The Cantor set $\mathcal{C}$ is defined as follows: $$\mathcal{C}:=\bigcap_{n=0}^{\infty}C_n$$ where $C_0=[0,1]$ and $C_{n+1} = \dfrac{C_n}{3} \bigcup\left(\dfrac{2}{3}+\dfrac{C_n}{3}\right)$.
From Wikiwand's page, The explicit formulas of Cantor sets are
$$\mathcal{C} = \bigcap_{n=0}^{\infty} \bigcup_{k=0}^{3^n-1} \left(\left[\frac{3k+0}{3^{n+1}}\,,\, \frac{3k+1}{3^{n+1}}\right] \cup \left[\frac{3k+2}{3^{n+1}}\,,\,\frac{3k+3}{3^{n+1}}\right] \right) \space (1)$$ and $$\mathcal{C} = [0,1] \setminus \bigcup\left\{\left(\frac {3k+1}{3^n}, \frac{3k+2}{3^n}\right) \,\middle\vert\, k,n\in \mathbb Z^+\right\} \space (2)$$
I have tried for several days to get $(1)$ and $(2)$ from the definition of Cantor set, but to no avail.
Could you please help me derive formulas $(1)$ and $(2)$? Thank you so much!
Best Answer
The finite union in (1) is just the expression for $C_n$; you can prove its truth by induction.
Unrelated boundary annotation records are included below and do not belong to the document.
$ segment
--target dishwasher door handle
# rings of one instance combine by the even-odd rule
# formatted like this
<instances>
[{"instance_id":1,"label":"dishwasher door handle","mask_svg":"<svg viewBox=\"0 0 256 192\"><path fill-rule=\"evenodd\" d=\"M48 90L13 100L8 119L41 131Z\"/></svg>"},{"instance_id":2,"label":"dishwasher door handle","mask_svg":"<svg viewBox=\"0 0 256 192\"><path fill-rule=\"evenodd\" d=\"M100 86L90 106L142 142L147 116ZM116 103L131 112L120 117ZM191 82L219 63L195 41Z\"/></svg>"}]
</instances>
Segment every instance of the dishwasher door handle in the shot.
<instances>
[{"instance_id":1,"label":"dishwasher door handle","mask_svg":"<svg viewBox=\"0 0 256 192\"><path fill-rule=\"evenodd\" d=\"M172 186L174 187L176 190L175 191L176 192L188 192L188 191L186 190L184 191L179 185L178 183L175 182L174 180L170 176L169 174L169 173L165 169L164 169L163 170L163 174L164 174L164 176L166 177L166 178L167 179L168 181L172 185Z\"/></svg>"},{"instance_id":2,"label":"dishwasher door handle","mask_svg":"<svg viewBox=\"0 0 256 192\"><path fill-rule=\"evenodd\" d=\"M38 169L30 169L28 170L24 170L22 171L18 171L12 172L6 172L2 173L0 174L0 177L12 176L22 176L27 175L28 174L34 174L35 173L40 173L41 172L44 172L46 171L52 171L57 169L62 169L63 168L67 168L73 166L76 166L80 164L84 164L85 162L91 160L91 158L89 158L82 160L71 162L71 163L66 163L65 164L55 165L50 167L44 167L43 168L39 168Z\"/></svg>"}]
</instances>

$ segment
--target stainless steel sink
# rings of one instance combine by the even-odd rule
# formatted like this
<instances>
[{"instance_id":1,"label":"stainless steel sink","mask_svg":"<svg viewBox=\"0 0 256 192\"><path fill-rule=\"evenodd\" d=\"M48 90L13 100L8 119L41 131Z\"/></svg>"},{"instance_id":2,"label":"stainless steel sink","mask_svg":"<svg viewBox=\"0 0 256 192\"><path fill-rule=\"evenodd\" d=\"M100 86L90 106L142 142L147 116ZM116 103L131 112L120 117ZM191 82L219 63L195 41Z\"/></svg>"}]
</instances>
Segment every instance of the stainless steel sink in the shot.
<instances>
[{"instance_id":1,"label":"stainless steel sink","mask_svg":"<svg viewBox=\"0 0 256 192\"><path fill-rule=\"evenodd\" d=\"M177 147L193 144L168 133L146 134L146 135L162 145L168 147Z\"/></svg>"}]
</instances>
And $C = \bigcap_n C_n$ by definition.
Then (2) follows by de Morgan: the complement of $C_n$ in $[0,1]$ is just a finite union of open intervals and the complement of $C$ is just the union of the complements of the $C_n$. You then take the complement of that to get $C$ back.